- Cover of the German release

Single by Ohio Express

from the album Ohio Express
- B-side: "Zig Zag"
- Released: April 1968
- Genre: Bubblegum; garage rock;
- Length: 2:30
- Label: Buddah
- Songwriters: Arthur Resnick and Joey Levine
- Producers: Jerry Kasenetz; Jeffry Katz; Joey Levine; Arthur Resnick; Engineer: Bruce Staple

Ohio Express singles chronology
| "Try It" (1968) | "Yummy Yummy Yummy" (1968) | "Down at Lulu's" (1968) |

Official audio
- "Yummy Yummy Yummy" on YouTube

= Yummy Yummy Yummy =

"Yummy Yummy Yummy" is a song by Artie Resnick and Joey Levine, first recorded by Ohio Express in 1968. Their version reached No. 4 on the U.S. Pop Singles chart in June and No. 5 on the UK Singles Chart.

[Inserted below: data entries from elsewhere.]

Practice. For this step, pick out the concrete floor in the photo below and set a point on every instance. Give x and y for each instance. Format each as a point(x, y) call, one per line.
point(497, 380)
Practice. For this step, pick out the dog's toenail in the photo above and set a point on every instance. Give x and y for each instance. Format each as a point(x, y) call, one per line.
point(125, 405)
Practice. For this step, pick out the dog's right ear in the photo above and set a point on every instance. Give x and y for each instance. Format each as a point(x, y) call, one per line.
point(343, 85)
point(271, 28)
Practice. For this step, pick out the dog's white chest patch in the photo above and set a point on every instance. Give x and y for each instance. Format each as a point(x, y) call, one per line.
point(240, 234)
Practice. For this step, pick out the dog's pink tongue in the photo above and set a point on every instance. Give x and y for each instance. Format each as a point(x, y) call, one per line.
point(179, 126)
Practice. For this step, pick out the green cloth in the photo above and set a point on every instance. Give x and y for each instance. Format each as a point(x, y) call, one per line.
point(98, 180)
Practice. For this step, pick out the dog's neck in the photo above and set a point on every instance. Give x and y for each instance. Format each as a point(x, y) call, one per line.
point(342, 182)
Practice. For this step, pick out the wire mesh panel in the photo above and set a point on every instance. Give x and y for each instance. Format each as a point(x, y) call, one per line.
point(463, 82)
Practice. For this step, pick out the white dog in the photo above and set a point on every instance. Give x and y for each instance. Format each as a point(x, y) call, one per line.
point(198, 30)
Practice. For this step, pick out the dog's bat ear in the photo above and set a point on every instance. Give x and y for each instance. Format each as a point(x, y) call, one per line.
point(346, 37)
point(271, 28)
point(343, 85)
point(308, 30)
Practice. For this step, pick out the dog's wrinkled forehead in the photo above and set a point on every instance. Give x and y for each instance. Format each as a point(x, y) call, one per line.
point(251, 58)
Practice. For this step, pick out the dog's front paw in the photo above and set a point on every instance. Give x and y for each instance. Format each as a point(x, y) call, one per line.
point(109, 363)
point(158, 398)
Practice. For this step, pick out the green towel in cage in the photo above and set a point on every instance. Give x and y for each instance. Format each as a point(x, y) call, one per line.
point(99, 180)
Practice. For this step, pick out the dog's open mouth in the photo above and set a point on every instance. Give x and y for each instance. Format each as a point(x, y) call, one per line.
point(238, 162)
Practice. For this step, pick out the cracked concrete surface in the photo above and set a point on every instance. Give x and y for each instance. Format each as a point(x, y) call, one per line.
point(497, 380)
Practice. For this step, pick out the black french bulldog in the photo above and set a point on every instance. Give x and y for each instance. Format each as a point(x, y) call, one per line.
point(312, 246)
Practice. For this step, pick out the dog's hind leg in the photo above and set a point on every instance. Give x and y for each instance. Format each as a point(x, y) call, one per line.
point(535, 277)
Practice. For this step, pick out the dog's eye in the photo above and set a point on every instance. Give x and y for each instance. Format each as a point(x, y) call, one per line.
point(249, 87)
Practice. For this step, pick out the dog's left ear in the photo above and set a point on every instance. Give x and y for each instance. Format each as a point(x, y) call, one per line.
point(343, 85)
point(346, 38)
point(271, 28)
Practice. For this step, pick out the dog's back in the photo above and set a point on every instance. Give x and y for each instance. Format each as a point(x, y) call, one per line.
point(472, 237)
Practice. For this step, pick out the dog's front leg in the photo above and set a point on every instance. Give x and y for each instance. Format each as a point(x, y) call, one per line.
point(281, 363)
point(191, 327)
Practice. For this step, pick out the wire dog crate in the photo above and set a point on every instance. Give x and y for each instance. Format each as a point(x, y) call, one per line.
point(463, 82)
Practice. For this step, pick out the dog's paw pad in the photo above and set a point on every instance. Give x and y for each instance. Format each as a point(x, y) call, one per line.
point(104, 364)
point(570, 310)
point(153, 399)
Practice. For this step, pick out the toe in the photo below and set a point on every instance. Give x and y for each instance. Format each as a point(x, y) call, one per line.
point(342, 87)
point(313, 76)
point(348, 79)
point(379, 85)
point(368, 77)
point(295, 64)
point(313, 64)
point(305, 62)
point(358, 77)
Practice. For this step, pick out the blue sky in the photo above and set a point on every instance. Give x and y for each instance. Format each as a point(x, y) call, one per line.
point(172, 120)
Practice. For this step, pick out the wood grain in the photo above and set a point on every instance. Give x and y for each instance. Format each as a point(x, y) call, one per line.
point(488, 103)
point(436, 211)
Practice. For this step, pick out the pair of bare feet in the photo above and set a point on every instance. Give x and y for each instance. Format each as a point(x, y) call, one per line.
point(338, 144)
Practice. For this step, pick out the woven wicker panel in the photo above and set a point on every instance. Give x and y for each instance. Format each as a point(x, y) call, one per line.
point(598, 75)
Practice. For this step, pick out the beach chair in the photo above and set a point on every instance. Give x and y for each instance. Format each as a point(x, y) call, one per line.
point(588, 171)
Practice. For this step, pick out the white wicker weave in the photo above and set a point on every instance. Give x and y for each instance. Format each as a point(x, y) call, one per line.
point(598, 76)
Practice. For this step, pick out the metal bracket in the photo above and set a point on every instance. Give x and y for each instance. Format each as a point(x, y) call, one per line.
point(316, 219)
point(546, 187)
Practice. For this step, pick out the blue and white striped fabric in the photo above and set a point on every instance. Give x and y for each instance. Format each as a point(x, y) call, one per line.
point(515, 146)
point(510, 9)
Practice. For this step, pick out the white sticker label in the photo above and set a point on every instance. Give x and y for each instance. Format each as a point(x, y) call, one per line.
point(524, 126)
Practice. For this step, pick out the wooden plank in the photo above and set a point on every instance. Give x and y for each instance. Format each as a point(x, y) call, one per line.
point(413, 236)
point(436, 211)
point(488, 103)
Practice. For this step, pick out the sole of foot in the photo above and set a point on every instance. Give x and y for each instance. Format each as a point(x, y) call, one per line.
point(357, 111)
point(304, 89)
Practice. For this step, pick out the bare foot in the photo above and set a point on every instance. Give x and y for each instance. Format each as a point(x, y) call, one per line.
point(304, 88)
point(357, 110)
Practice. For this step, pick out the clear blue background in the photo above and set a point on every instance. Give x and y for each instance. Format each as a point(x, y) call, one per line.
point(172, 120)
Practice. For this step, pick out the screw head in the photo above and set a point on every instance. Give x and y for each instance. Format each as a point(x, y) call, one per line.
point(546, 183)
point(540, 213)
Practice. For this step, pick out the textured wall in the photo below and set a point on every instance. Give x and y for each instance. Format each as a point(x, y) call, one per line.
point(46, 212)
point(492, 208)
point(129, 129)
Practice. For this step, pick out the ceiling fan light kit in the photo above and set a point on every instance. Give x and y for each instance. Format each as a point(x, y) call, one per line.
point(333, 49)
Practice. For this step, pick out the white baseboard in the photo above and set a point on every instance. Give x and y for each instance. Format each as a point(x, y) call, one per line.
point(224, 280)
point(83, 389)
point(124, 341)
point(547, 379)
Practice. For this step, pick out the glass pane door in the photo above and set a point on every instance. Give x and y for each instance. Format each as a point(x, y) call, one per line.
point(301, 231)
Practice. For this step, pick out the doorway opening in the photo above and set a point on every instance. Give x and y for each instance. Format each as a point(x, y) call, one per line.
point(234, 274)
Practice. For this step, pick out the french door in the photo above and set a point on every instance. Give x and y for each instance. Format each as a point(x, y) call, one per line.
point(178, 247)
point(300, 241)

It has since been covered by many artists. Ohio Express was a studio concoction and none of the "official" members appear on the record. Joey Levine sang lead vocals.

Time magazine included it in its 2011 list of songs with silly lyrics. It ranked No. 2 in Dave Barry's Book of Bad Songs.

The single's flip-side, titled "Zig-Zag", is an instrumental version of the 1910 Fruitgum Company's "(Poor Old) Mr. Jensen" played in reverse.

==Later uses==

"Yummy Yummy Yummy" has been used in the films Super Size Me, Cloudy with a Chance of Meatballs 2, and Fear and Loathing in Las Vegas.

In television, the song has been used on The Simpsons in the episodes "Itchy & Scratchy: The Movie" and "The Heartbroke Kid"; in the Monty Python's Flying Circus episode "How Not to Be Seen" (credited to the fictional band "Jackie Charlton and the Tonettes"); in the Futurama episode "Saturday Morning Fun Pit"; and a short musical segment of Timon and Pumbaa, where it is sung by the titular characters with modified lyrics.

The Beatles borrowed the introduction of the Ohio Express single for their 1968 White Album opener "Back in the U.S.S.R." New wave band The Cars would borrow the opening guitar chords for their 1978 hit "Just What I Needed". Pop rock band Fountains of Wayne would then in turn borrow the riff for their 2003 hit "Stacy's Mom", with their opening riff being based on "Just What I Needed".

==Chart performance==

===Weekly charts===

| Chart (1968–1969) | Peak position |
|---|---|
| Australia (Go-Set) | 6 |
| Austrian Singles Chart | 5 |
| Canadian RPM Top Singles | 1 |
| Dutch Top 40 | 27 |
| Irish Singles Chart | 5 |
| New Zealand (Listener) | 1 |
| South Africa (Springbok) | 6 |
| Swiss Singles Chart | 8 |
| UK Singles Chart | 5 |
| US Billboard Pop Singles | 4 |
| US Cash Box Top 100 | 4 |

===Year-end charts===

| Chart (1968) | Rank |
|---|---|
| Canada | 10 |
| South Africa | 20 |
| US Billboard Hot 100 | 38 |
| US Cash Box | 11 |

==Cover versions==

- Labelmates The 1910 Fruitgum Company recorded their own vocals over the same backing track for their album 1, 2, 3 Red Light.
- Pinky and Perky - On their album Pinky and Perky's Hit Parade in 1968.
- Giorgio Moroder - as single A-side in 1968 (as Giorgio).
- Baccara recorded a Euro Pop version in the 1970s.
- Julie London - for her album Yummy, Yummy, Yummy in 1968.
- The Residents - for their album The Third Reich 'n Roll in 1975.
- L7 included it on their album Fast & Frightening in 2016.